Seattle Times, 11 November 1998, p. A12
Dietra Henderson

This is a discussion of Amir Aczel's book "Probability 1: Why There Must be Intelligent Life in the Universe." (Harcourt Brace, 1998), which was reviewed in the last issue of Chance News. According to the article, the idea for the book was originally suggested to Harcourt Brace by Carl Sagan. But Sagan died before the project was realized. The idea of picking up the thread was suggested to Aczel by an executive editor who had rejected some of Aczel's other book proposals. The following passage from Sagan's book "Pale Blue Dot: A vision of the Human Future in Space" is quoted as presenting the initial ideas:
If I had to guess, I would guess that the universe is filled with beings far more intelligent, far more advanced than we are. But of course I might be wrong Such a conclusion is at best based on plausibility argument, derived from the numbers of planets, the of organic matter, the immense time scales available for evolution, and so on.

The article summarizes this passage as follows: "Or, as Aczel says via mathematical equation, probability, expressed by upper case P, is one."
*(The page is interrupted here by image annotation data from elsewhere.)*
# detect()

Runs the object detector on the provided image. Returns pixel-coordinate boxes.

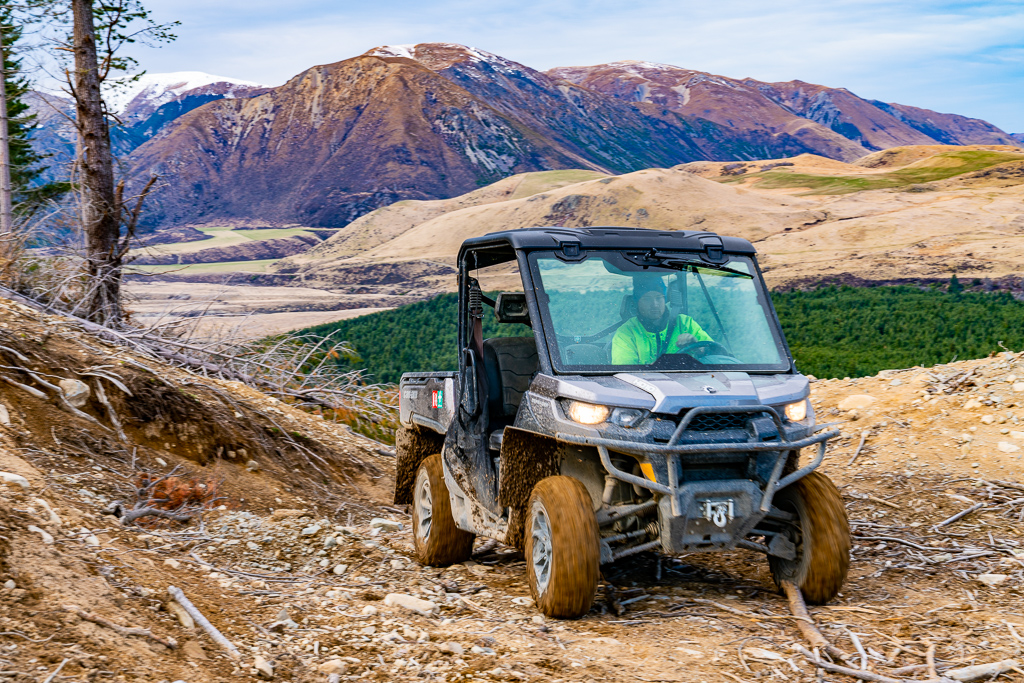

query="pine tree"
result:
[949,272,964,294]
[0,5,69,217]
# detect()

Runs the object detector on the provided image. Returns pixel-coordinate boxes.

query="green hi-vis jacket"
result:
[611,313,714,366]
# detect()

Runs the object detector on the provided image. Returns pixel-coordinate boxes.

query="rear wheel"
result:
[768,472,850,604]
[413,454,474,566]
[525,476,601,618]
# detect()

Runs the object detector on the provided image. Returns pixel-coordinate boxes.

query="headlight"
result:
[567,400,611,425]
[608,408,644,427]
[785,398,807,422]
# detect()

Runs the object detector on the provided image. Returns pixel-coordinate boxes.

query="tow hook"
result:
[700,499,735,528]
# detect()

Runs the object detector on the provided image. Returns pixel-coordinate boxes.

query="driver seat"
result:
[483,337,541,423]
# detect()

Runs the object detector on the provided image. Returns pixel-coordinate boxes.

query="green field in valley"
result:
[303,287,1024,382]
[130,258,280,275]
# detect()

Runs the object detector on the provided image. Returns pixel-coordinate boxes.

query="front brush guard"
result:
[556,405,839,515]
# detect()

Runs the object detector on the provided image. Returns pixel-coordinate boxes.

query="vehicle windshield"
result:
[529,251,788,373]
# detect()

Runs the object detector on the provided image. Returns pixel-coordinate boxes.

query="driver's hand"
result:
[676,335,697,348]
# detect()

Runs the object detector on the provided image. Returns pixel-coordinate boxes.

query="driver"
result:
[611,278,714,366]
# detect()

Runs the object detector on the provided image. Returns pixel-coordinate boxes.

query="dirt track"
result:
[0,306,1024,683]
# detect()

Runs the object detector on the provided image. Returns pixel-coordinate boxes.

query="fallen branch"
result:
[945,659,1021,681]
[43,657,71,683]
[121,507,195,526]
[92,377,128,442]
[167,586,242,659]
[846,429,867,467]
[782,581,847,663]
[0,375,47,400]
[844,629,867,671]
[924,640,939,678]
[65,605,178,650]
[853,536,942,553]
[794,645,902,683]
[932,503,985,528]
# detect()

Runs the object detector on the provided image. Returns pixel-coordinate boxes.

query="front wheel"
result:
[768,472,850,604]
[525,476,601,618]
[413,454,475,566]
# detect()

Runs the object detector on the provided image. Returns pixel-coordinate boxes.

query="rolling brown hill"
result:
[130,43,1013,226]
[275,145,1024,291]
[547,60,1019,152]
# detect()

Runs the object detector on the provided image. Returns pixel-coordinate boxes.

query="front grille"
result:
[683,413,755,432]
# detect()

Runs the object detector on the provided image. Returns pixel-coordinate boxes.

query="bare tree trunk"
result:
[0,24,14,259]
[72,0,122,325]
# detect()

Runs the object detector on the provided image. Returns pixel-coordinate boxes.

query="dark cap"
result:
[633,275,667,301]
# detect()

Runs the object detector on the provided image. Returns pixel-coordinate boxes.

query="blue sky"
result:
[133,0,1024,132]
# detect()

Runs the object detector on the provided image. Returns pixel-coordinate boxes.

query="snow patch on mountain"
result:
[103,71,266,114]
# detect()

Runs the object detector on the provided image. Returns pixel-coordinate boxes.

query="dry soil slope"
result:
[0,299,1024,683]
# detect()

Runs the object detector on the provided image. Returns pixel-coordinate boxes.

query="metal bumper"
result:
[557,405,839,552]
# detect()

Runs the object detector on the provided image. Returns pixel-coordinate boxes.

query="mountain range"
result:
[25,43,1022,226]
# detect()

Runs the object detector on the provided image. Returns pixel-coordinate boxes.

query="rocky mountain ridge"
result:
[547,61,1017,153]
[121,43,1017,231]
[271,145,1024,292]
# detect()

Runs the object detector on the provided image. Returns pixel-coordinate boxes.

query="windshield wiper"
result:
[644,250,754,280]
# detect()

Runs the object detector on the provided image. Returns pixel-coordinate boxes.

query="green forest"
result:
[302,287,1024,383]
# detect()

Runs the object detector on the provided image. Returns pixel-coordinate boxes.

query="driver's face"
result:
[637,292,665,321]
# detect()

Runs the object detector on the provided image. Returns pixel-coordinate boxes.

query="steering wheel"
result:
[677,341,732,357]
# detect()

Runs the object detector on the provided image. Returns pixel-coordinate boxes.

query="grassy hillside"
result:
[305,287,1024,382]
[726,150,1024,195]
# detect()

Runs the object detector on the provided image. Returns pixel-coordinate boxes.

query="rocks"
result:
[267,607,299,633]
[32,498,63,526]
[317,659,348,676]
[268,509,309,522]
[181,640,206,659]
[28,525,53,546]
[253,654,273,678]
[384,593,439,616]
[370,517,401,531]
[839,393,877,412]
[975,573,1010,588]
[58,380,92,408]
[0,472,29,489]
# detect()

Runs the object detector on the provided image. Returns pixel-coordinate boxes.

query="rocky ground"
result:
[0,302,1024,683]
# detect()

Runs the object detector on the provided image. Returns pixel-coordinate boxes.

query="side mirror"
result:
[460,348,480,418]
[495,292,529,326]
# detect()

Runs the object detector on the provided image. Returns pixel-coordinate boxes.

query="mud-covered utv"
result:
[395,227,850,617]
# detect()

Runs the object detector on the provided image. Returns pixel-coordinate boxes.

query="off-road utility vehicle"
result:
[395,227,850,617]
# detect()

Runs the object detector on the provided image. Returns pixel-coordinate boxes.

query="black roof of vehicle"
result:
[459,225,757,267]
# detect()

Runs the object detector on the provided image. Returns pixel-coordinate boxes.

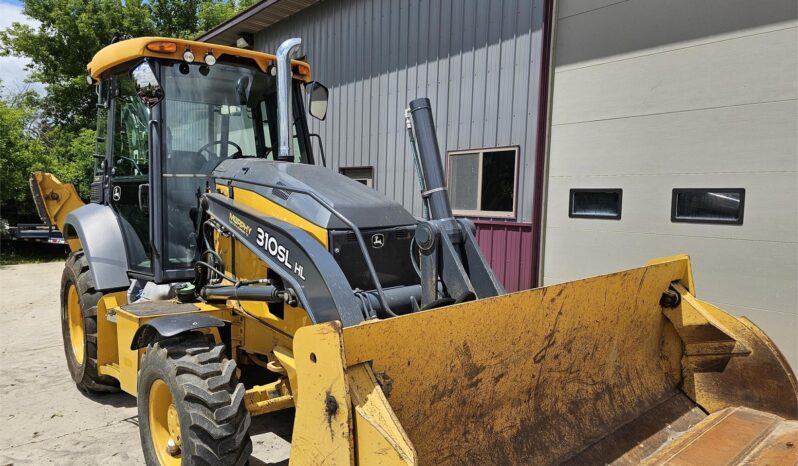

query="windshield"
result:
[160,62,308,268]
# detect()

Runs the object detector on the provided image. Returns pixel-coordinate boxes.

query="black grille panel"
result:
[330,225,419,290]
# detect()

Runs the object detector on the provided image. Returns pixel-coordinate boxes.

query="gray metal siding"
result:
[255,0,544,222]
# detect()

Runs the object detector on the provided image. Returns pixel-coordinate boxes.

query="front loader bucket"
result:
[291,257,798,465]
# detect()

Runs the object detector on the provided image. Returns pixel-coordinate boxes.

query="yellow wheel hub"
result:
[67,285,86,364]
[148,379,181,465]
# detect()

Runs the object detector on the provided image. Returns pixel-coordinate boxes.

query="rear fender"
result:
[130,314,226,350]
[61,204,130,291]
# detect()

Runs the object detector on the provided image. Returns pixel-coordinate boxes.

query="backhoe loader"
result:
[31,37,798,465]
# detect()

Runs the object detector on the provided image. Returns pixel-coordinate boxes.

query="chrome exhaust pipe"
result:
[277,37,302,162]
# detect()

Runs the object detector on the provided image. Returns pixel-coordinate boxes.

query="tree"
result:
[0,85,95,224]
[0,0,257,223]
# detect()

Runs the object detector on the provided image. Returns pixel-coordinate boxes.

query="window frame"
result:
[671,188,745,225]
[568,188,623,220]
[446,145,521,219]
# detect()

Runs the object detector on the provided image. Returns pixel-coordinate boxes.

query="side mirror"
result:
[307,81,330,121]
[130,61,163,108]
[236,76,250,105]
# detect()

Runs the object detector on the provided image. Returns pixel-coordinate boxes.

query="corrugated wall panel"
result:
[255,0,545,290]
[255,0,543,222]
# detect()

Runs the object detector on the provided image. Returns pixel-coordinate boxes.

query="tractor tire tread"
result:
[61,251,119,393]
[139,334,252,465]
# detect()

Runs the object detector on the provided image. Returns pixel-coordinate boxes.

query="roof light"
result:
[236,36,249,49]
[147,41,177,53]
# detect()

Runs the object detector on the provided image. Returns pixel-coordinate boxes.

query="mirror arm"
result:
[308,133,327,168]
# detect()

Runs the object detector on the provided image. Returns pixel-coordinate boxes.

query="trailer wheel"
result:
[61,251,119,393]
[138,334,252,466]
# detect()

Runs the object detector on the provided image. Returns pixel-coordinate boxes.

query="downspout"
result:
[532,0,559,287]
[277,37,302,162]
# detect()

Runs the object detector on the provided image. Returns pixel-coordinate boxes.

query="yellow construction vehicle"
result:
[31,38,798,465]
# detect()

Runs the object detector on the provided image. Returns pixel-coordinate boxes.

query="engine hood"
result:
[210,158,416,230]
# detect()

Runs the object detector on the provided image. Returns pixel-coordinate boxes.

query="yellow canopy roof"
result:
[87,37,310,81]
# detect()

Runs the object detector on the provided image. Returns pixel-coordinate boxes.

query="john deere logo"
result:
[228,212,252,236]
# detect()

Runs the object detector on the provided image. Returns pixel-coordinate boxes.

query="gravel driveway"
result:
[0,263,293,466]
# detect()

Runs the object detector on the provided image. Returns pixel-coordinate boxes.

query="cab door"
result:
[108,73,152,277]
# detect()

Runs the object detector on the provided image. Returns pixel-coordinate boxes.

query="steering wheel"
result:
[116,155,144,176]
[197,139,244,162]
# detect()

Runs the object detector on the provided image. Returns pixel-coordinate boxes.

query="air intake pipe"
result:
[277,37,302,162]
[410,97,452,220]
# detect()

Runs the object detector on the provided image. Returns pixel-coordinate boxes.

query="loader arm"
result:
[30,171,85,251]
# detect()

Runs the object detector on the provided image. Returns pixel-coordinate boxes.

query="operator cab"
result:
[89,38,326,283]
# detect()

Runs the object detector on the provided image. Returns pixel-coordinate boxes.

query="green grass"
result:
[0,240,67,266]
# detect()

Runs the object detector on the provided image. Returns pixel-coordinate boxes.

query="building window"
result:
[338,167,374,188]
[447,147,518,218]
[671,188,745,225]
[568,189,623,220]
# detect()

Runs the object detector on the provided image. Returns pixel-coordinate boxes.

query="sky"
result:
[0,0,44,93]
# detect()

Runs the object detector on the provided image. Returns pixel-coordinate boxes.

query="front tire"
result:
[61,251,119,393]
[138,334,252,466]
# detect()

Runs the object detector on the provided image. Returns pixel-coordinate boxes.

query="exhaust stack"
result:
[410,97,452,220]
[277,37,302,162]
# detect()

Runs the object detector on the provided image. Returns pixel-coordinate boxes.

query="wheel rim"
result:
[67,285,85,364]
[148,379,181,465]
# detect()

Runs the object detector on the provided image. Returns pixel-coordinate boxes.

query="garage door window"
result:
[671,188,745,225]
[568,188,623,220]
[447,147,518,218]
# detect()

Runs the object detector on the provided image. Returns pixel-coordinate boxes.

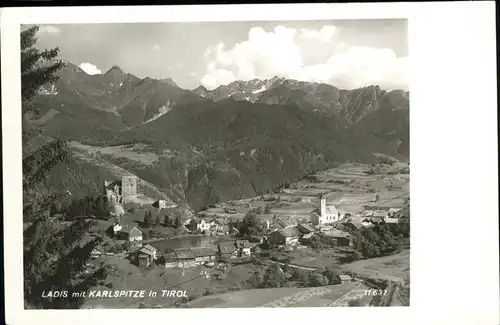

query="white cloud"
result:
[300,25,337,43]
[38,25,61,34]
[201,26,408,89]
[79,62,102,75]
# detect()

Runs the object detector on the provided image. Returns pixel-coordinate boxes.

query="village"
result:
[81,162,409,306]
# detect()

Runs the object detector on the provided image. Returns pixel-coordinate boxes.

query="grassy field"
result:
[197,163,409,220]
[341,250,410,281]
[71,141,159,165]
[83,256,257,308]
[188,282,360,308]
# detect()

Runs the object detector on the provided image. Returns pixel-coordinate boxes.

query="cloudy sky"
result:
[33,20,408,89]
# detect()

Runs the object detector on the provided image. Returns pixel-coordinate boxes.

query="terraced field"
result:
[187,282,364,308]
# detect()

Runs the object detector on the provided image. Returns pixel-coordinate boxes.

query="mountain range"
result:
[32,62,409,208]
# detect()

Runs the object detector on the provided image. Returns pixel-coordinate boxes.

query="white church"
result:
[311,194,343,225]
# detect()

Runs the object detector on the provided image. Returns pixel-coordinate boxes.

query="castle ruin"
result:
[104,176,137,204]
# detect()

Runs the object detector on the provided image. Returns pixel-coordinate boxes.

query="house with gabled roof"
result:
[208,218,224,232]
[297,223,314,234]
[191,247,217,265]
[172,248,196,268]
[217,242,238,259]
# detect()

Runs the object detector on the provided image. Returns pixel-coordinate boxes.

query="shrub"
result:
[347,298,362,307]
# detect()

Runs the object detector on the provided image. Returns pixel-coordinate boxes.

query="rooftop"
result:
[218,242,236,254]
[191,247,215,257]
[279,227,302,237]
[173,248,195,259]
[323,229,350,238]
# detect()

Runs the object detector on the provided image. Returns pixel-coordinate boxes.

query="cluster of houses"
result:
[119,240,258,268]
[163,240,258,268]
[184,218,238,235]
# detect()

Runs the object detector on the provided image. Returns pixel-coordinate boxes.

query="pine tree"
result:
[144,210,154,227]
[21,26,106,309]
[174,216,182,228]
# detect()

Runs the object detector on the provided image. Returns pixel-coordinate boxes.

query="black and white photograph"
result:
[21,19,410,308]
[2,1,498,322]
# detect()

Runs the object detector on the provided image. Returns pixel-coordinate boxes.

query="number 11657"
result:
[365,289,387,296]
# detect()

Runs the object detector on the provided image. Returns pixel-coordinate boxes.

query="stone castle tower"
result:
[122,176,137,201]
[319,193,326,218]
[104,176,137,204]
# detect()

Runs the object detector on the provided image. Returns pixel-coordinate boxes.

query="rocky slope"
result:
[29,63,409,209]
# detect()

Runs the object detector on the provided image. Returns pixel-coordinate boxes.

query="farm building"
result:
[137,245,156,267]
[217,242,237,259]
[323,229,352,246]
[191,247,217,265]
[269,216,295,229]
[120,227,142,246]
[173,248,196,268]
[301,232,314,240]
[159,252,179,268]
[152,199,177,210]
[268,227,302,246]
[339,274,352,283]
[236,240,255,257]
[208,219,224,232]
[113,222,123,236]
[297,223,314,234]
[90,248,103,258]
[340,220,363,231]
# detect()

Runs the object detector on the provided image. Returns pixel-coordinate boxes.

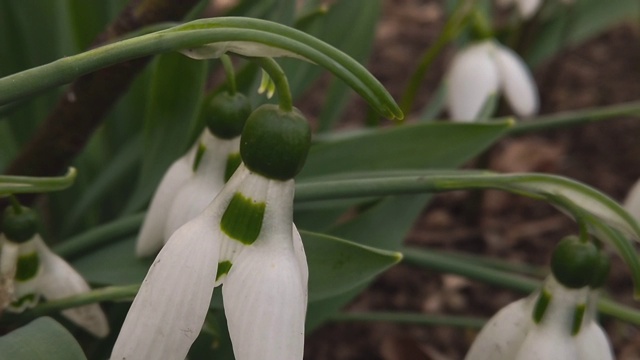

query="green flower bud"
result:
[203,92,251,139]
[0,206,38,243]
[240,105,311,180]
[551,236,598,289]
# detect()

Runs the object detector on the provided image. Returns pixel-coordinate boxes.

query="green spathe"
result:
[240,104,311,181]
[216,260,233,281]
[0,206,38,243]
[202,92,252,140]
[533,289,551,324]
[15,251,40,281]
[220,192,267,245]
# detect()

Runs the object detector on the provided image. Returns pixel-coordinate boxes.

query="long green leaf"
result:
[300,231,401,301]
[0,317,87,360]
[0,17,403,118]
Aczel's statistical development is given by analogy with a Galton board, where balls tumble down across a pegboard, each colliding with a peg deflecting balls to the right or left with equal probability. Aczel wrote:
Assume that every element and every condition--temperature, pressure, density, presence of a catalyst and so on--is a little ball. The unique balls fall randomly into an array of open boxes below. Each time a ball falls into a box below, a condition for life is realized...If there are enough elemental particles in the universe, and science tells us that there are...then at least some planets outside the Earth would be showered with enough of the litte balls supplying all of the ingredients necessary to allow life to evolve.

In fact, his calculations based on this model produce a probability that is "indistinguishable from 1.00."


(1) Do you think that the Sagan passage its equivalent to the statement "P = 1"?

(2) The article says that "in reaching his 100 percent probability, Aczel relied on the rule for the union of independent events, devised by mathematicians Blaise Pascal and Pierre de Fermat." What rule do you think is meant here?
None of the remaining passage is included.